Inteins as Drug Targets and Therapeutic Tools
Anil Mathew Tharappel, Zhong Li, Hongmin Li
Abstract
Multidrug-resistant pathogens are of significant concern in recent years. Hence new antifungal and anti-bacterial drug targets are urgently needed before the situation goes beyond control. Inteins are polypeptides that self-splice from exteins without the need for cofactors or external energy, resulting in joining of extein fragments. Inteins are present in many organisms, including human pathogens such as Mycobacterium tuberculosis , Cryptococcus neoformans , C. gattii , and Aspergillus fumigatus . Because intein elements are not present in human genes, they are attractive drug targets to develop antifungals and antibiotics. Thus far, a few inhibitors of intein splicing have been reported. Metal-ions such as Zn 2+ and Cu 2+ , and platinum-containing compound cisplatin inhibit intein splicing in M. tuberculosis and C. neoformans by binding to the active site cysteines.
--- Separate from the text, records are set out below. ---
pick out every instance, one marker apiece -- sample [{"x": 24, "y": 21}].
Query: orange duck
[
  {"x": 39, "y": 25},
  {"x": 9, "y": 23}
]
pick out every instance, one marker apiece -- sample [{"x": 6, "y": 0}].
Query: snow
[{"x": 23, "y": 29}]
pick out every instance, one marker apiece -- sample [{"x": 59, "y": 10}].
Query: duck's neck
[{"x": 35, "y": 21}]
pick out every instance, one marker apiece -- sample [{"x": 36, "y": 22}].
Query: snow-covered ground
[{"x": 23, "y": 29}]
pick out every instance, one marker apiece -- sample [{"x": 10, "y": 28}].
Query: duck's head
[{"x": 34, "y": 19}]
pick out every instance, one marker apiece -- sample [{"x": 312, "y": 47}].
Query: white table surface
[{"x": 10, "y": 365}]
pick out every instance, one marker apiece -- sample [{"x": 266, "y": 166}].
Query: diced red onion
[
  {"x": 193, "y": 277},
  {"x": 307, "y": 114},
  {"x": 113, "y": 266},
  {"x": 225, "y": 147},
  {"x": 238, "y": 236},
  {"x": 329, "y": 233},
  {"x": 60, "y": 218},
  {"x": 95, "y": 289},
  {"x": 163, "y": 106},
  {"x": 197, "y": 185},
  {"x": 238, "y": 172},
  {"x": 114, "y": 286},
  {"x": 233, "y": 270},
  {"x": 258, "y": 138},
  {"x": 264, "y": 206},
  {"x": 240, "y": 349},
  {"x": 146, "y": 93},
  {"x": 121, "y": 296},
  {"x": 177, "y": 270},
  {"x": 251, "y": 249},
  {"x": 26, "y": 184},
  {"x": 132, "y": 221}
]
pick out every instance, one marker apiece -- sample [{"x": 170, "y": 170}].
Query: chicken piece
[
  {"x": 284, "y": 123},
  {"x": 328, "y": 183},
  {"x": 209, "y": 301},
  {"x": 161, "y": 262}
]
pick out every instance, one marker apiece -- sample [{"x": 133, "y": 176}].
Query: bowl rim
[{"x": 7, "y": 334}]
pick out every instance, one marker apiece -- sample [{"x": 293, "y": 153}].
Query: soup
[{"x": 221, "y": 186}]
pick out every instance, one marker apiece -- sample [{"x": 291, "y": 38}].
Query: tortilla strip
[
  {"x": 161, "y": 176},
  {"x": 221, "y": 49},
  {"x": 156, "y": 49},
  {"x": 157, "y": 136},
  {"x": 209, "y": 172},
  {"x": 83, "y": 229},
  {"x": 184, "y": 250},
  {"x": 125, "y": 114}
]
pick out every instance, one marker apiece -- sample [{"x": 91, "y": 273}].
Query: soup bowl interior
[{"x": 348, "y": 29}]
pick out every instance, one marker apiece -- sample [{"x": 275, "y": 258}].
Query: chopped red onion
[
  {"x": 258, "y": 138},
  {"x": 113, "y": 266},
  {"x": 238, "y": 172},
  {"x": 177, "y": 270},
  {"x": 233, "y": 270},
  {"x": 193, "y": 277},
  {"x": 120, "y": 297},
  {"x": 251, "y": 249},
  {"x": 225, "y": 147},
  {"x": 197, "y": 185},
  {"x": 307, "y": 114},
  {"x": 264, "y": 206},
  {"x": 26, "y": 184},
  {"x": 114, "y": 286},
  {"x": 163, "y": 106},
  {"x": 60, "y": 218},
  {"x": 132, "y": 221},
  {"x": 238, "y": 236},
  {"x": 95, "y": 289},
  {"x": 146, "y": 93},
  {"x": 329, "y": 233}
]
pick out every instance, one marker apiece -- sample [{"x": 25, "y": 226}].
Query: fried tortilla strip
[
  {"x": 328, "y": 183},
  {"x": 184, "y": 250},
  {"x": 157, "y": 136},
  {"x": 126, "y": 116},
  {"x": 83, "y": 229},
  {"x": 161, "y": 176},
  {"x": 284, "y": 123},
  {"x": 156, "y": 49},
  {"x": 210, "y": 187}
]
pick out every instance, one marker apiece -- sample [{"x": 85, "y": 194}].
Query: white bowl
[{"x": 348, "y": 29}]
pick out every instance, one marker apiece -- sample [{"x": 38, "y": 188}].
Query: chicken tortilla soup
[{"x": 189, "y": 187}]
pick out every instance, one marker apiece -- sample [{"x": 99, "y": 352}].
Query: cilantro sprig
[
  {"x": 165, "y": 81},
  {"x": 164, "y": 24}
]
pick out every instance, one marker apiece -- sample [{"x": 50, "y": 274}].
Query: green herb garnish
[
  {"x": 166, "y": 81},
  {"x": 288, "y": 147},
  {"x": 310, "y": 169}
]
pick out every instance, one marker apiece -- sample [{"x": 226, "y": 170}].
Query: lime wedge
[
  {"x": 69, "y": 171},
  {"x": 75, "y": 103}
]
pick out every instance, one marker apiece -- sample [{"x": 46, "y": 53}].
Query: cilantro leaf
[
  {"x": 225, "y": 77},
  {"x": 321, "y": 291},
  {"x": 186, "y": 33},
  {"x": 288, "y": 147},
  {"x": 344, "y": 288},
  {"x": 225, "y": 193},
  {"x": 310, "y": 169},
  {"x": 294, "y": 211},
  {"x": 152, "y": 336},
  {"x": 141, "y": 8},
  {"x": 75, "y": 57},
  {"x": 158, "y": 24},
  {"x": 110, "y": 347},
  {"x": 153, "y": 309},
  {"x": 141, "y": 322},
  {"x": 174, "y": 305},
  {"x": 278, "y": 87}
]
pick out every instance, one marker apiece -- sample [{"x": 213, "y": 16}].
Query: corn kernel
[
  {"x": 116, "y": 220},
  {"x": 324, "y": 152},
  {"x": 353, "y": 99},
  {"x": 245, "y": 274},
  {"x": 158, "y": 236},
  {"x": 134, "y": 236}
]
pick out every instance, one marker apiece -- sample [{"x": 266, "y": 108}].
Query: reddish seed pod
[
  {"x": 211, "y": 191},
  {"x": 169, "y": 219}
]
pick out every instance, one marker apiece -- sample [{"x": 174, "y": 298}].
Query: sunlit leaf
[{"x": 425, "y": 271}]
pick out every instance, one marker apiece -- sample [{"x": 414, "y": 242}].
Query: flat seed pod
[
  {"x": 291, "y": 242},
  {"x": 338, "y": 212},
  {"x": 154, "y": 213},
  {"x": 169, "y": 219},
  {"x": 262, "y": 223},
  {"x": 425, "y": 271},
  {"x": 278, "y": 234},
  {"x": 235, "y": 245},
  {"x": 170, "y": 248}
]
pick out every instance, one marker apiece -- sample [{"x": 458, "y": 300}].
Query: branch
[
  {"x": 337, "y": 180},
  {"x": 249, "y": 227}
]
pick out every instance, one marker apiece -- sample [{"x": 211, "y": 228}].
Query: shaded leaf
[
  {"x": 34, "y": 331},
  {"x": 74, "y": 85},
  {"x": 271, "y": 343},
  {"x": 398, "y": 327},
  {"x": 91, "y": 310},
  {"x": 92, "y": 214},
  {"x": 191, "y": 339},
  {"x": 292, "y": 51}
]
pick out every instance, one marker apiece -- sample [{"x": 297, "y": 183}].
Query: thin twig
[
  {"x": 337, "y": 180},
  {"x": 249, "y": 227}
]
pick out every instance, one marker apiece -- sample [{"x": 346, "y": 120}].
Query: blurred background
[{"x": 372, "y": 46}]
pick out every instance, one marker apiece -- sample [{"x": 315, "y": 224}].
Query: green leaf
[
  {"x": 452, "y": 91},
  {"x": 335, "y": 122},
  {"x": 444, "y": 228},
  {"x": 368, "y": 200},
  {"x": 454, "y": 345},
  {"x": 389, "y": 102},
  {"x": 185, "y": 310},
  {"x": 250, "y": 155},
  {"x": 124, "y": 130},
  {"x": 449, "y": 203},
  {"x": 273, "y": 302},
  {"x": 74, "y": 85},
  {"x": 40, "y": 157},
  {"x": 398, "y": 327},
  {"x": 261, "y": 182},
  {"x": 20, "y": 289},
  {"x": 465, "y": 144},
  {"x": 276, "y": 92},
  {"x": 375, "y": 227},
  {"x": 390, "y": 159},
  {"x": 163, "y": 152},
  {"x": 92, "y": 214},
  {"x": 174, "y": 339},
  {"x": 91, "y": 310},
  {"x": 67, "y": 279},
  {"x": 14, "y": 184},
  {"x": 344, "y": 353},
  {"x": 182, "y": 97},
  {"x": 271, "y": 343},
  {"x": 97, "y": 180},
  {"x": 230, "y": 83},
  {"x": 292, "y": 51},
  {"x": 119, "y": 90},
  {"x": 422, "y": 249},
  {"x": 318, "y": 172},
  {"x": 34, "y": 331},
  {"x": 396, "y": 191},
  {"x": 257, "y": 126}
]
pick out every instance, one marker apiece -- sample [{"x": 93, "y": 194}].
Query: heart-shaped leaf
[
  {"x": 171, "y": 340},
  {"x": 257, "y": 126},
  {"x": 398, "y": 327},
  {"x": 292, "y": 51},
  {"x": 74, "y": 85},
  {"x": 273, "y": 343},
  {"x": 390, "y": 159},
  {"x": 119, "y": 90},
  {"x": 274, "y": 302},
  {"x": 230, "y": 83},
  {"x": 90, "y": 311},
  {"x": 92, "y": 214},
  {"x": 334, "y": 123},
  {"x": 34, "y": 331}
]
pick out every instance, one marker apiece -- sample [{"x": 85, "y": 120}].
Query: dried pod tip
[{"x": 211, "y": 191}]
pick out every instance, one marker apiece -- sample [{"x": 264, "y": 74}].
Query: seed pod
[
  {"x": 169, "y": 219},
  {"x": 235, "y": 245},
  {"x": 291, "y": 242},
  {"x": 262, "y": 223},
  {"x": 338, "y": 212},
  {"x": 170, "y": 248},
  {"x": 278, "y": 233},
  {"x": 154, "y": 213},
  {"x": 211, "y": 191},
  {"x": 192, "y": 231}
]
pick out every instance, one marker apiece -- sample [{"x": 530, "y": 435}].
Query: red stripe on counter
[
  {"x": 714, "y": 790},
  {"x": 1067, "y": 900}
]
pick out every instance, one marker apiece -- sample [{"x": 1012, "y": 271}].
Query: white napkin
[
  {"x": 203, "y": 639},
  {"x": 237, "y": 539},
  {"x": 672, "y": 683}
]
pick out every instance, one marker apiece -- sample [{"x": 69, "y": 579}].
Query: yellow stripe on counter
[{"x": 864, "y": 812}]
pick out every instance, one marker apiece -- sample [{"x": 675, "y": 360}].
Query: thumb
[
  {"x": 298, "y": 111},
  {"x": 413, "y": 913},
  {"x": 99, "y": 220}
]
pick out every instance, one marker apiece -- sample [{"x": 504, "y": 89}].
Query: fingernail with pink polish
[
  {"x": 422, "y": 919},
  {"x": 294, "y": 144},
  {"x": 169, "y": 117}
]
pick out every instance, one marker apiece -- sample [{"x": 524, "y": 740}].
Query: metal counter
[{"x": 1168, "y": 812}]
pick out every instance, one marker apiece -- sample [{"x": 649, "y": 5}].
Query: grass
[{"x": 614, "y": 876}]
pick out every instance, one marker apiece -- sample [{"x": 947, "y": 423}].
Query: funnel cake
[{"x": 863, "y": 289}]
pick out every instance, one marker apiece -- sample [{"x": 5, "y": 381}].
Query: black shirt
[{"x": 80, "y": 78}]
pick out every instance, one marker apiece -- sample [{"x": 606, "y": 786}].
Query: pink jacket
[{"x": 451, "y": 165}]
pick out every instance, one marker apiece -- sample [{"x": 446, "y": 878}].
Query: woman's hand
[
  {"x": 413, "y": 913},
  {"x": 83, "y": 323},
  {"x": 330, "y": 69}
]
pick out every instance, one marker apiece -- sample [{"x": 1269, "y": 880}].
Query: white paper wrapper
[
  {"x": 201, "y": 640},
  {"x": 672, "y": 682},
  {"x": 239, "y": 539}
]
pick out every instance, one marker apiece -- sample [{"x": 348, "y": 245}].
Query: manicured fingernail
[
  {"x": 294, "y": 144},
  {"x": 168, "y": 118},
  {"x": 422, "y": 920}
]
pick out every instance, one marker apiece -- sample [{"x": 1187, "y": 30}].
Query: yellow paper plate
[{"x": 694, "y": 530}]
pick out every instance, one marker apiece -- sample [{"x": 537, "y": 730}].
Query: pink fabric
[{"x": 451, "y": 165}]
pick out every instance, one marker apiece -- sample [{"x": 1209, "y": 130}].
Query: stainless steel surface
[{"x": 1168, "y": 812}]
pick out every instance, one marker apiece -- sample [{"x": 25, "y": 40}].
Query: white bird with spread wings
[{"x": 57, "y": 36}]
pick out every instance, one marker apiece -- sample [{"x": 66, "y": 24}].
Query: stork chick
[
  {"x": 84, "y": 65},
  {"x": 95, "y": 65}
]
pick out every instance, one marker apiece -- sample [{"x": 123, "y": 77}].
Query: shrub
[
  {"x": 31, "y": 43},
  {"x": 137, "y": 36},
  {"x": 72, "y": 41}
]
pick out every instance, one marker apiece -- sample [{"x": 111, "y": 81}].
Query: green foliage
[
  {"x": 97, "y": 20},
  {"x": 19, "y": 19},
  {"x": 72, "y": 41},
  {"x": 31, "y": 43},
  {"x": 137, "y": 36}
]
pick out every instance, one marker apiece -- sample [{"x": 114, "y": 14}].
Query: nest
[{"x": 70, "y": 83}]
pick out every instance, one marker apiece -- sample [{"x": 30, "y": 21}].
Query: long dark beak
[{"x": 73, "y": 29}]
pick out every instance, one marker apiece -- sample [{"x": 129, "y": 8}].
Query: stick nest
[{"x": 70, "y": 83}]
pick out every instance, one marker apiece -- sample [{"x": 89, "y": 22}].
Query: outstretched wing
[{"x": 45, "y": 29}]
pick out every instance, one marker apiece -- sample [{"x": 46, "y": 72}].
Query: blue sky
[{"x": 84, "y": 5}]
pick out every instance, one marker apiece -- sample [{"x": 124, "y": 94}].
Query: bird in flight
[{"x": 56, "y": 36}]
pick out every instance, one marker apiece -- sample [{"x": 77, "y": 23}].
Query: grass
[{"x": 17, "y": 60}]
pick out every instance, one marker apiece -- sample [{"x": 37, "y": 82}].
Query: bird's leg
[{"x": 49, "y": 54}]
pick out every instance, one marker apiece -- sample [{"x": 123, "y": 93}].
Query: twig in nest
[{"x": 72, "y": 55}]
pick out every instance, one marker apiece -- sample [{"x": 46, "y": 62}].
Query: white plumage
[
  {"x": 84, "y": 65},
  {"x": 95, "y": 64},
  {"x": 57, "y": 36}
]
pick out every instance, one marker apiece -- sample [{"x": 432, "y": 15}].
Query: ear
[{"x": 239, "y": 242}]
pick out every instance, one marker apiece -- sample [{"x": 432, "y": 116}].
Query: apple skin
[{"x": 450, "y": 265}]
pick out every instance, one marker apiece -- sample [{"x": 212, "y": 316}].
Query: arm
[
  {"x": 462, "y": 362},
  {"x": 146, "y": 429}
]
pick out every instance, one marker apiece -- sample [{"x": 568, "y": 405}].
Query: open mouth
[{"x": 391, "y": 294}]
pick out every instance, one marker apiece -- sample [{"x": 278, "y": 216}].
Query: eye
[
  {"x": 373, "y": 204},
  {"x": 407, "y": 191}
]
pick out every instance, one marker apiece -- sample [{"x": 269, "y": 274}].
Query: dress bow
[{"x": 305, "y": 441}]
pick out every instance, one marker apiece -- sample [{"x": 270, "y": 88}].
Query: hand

A small-molecule inhibitor 6G-318S and its derivative 6G-319S are found to inhibit intein splicing in C. neoformans and C. gattii with a MIC in nanomolar concentrations. Inteins have also been used in many other applications. Intein can be used in activating a protein inside a cell using small molecules. Moreover, split intein can be used to deliver large genes in experimental gene therapy and to kill selected species in a mixed population of microbes by taking advantage of the toxin-antitoxin system. Furthermore, split inteins are used in synthesizing cyclic peptides and in developing cell culture model to study infectious viruses including SARS-CoV-2 in the biosafety level (BSL) 2 facility. This mini-review discusses the recent research developments of inteins in drug discovery and therapeutic research.